②Tricyclic antidepressants: used for numbness-like pain and burning pain caused by central or peripheral nerve injury, this class of drugs can also improve mood and sleep, such as amitriptyline, duloxetine, venlafaxine, etc. Amitriptyline 12.5-25 mg orally once a night, gradually increasing to the optimal therapeutic dose.
During pharmacological pain treatment, changes in pain scores and adverse reactions of drugs should be recorded in the medical records to ensure safe, effective and continuous relief of cancer pain.
3.Non-pharmacological treatment. Non-pharmacological treatments for cancer pain treatment mainly include: interventional therapy, acupuncture, physical therapy such as transcutaneous electrical stimulation, cognitive-behavioral training, psychosocial support therapy, etc. Appropriate application of non-pharmacological therapies can be a useful supplement to pharmacological pain treatment and can increase the effect of pain treatment when used in combination with pharmacological pain treatment.
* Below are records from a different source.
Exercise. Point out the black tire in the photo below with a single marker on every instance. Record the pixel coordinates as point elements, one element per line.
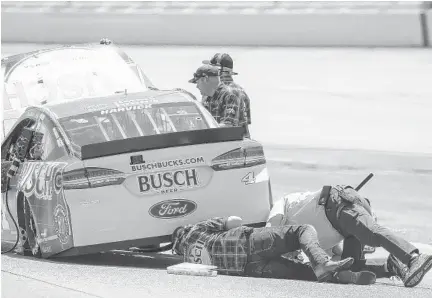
<point>31,231</point>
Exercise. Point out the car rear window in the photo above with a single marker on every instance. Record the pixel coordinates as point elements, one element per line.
<point>133,121</point>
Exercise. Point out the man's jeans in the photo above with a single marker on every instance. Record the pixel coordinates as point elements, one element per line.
<point>353,248</point>
<point>267,245</point>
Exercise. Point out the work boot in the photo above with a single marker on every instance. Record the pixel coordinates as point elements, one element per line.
<point>356,278</point>
<point>417,269</point>
<point>396,268</point>
<point>324,272</point>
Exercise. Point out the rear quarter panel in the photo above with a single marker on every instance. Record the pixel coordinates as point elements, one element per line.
<point>122,212</point>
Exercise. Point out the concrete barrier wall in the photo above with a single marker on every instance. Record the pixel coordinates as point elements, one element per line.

Interventional therapy refers to interventions such as nerve block, nerve release, percutaneous vertebroplasty, nerve destruction surgery, nerve stimulation therapy and radiofrequency ablation. Epidural, intradural and plexus block routes of drug administration can effectively control cancer pain by single nerve block, reduce the gastrointestinal reaction to opioids and lower the dose of opioids. The expected survival time and physical condition of patients, the existence of indications for antitumor therapy, and the potential benefits and risks of interventional therapy should be comprehensively evaluated before interventional therapy.